Delighted to post this commentary from FOI Nancy Welsh:

I wonder whether anyone noticed the mention of mediation last week during oral arguments before the Supreme Court in the case of Kindred Nursing Centers v. Clark.  The question in this case is whether the FAA preempts a state-law contract rule (here, Kentucky’s rule) that singles out arbitration by requiring a power of attorney to expressly refer to arbitration agreements before the attorney-in-fact can bind her principal to an arbitration agreement.
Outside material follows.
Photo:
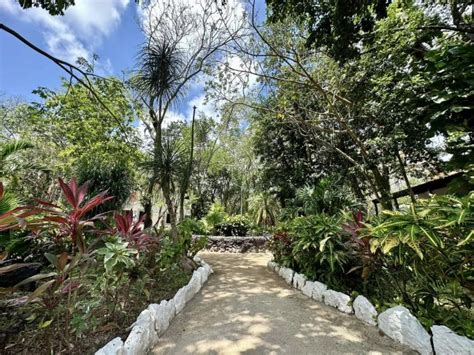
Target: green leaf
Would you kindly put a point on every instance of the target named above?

It doesn’t seem as though this question would give rise to any mention of mediation.  Not so.  According to Professor Ronald Mann, reporting for SCOTUSBLOG on the oral argument, several justices asked questions demonstrating a “widely shared skepticism that the Kentucky opinion could be read as an evenhanded treatment of arbitration[,]” and Justice Breyer in particular posed hypotheticals that required Clark’s attorney to compare Kentucky’s treatment of arbitration with its treatment of other dispute resolution procedures.  According to Professor Mann:

He [Justice Breyer] pressed two of his typically extended hypotheticals. The first one asked whether a contract that granted an attorney the right to litigate a dispute would include the right to seek a bench trial or mediation, both of which would involve a waiver of the right to a jury trial. When Salyer [Clarks’ attorney] answered that the attorney’s authorization would include a right to make those strategic decisions, Breyer responded pointedly: “I will tell you in my opinion right now you have discriminated against arbitration.”

Justice Breyer later added, “It seems to me that arbitration as a means of settlement of a … dispute, mediation as a means of settling a dispute, a judge as a means of settling a dispute, are equally and no different in the respect that none of those three involves a trial by jury.”
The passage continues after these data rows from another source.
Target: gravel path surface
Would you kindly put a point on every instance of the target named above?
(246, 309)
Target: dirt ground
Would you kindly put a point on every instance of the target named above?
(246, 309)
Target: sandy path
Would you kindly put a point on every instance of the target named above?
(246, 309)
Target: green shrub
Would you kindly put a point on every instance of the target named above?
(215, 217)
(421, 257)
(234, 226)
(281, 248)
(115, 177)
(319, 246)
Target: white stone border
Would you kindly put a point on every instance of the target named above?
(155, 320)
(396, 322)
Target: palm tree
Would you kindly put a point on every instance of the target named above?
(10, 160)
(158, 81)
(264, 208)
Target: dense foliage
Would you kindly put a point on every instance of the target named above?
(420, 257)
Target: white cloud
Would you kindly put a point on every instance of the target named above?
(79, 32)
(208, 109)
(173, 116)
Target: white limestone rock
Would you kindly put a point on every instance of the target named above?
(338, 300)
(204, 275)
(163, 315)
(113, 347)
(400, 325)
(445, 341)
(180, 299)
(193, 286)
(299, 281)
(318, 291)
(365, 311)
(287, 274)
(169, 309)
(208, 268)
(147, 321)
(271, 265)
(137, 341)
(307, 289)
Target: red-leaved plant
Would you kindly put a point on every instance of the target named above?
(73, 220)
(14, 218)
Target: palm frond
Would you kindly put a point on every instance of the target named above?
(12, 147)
Do you see any problems with the parallel that both Professor Mann and Justice Breyer drew here between arbitration and mediation?  According to Professor Mann, “a contract that granted an attorney the right to litigate a dispute would include the right to seek a bench trial or mediation, both of which would involve a waiver of the right to a jury trial.”

But a contract providing for mediation does not guarantee there will be a settlement–and because the parties could decide not to settle, they could very easily proceed to a jury trial.  Thus, an agreement to mediate, unlike an agreement to arbitrate, should not be understood as representing a waiver of the right to a jury trial.

Mediation and arbitration are related, no doubt about it.  But they are not—and should not be understood as—the same.  One is adjudicative; the other is consensual.  Of course, much depends upon how a mediation is conducted, whether its cost is so high that it becomes a serious barrier to continued litigation, and whether it is a med-arb rather than a mediation.

This is territory we’ve covered before, but it is not known as widely as it should be.  Indeed, this represents an example at the very highest level of misunderstanding and demonstrates why it is so important to ensure that all lawyers and judges have at least a basic understanding of the continuum of dispute resolution processes.